Real-world applications

Summary:

Discrimination out of a fixed, unchangable set of possible classes really sucks. Generalizing to new classes requires retraining, which is costly (in compute, in labeling).
So why fix the classes? Let the model choose from a set of classes that’s different each batch, so it learns to generalize.
SOTA on like 90 tasks that deal with generalization.

High level:

Like above, it really sucks to have to discriminate between some fixed \(N\) number of classes. Think of ImageNet-trained CNNs. You want to predict on some other (even if closely related dataset)? You have to retrain the entire last layer, if not the entire model. This is a hastle, and requires quite a lot of data, even for simple tasks.

So instead let the model have a (modular) set of labels to choose from, fed in as input.

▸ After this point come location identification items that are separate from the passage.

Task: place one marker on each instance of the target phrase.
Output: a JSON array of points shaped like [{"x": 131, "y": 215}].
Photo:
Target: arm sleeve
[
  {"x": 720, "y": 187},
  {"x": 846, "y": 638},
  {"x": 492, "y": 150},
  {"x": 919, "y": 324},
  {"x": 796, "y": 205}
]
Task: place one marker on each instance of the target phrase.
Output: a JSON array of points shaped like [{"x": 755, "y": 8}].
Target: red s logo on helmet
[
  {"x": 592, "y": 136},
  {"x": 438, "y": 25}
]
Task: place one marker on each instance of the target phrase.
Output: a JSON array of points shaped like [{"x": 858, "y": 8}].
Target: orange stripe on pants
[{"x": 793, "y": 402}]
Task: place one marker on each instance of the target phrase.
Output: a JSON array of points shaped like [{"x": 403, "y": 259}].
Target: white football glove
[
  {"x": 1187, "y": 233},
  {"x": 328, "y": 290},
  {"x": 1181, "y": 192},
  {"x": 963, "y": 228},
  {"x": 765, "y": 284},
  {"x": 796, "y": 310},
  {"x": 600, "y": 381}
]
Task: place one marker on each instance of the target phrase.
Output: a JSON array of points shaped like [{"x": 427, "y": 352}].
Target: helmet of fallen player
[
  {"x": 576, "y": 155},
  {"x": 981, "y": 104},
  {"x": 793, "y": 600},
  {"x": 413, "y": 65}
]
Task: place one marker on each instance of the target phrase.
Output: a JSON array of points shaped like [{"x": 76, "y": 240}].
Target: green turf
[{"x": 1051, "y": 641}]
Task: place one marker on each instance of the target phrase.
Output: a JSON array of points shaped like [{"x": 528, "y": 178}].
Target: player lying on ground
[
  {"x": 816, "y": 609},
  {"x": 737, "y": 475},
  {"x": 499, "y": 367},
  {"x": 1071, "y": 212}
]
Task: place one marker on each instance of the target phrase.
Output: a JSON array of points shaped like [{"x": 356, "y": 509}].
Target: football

The model then must select which label (as a part of the input) each image its fed in belongs to.

This means, at inference, you can simply feed it whatever classes you want! Want to classify cat vs dog? Feed it in an image, and two prompts: (‘This is an image of a cat’, ‘This is an image of a dog’).

How do we get this data? Just scrape it online, there’s plenty of captioned images out there.

The contrastive pretrainining, and the zero-shot uses.

Low(er) level:

The paper actually isn’t much more than what was presented above.

Take a batch of input text, and input images.
Encode them both to a fixed-size representation, then apply a linear projection to them both.
For each image, normalize then take the dot product against all text representations.
Given this N x N matrix of cosine similarities, scale them via a learned amount, then use crossentropy!

Note that step (4) actually optimizes \(N^2\) terms: it maximizes the ‘diagonal’ and minimizes everything else.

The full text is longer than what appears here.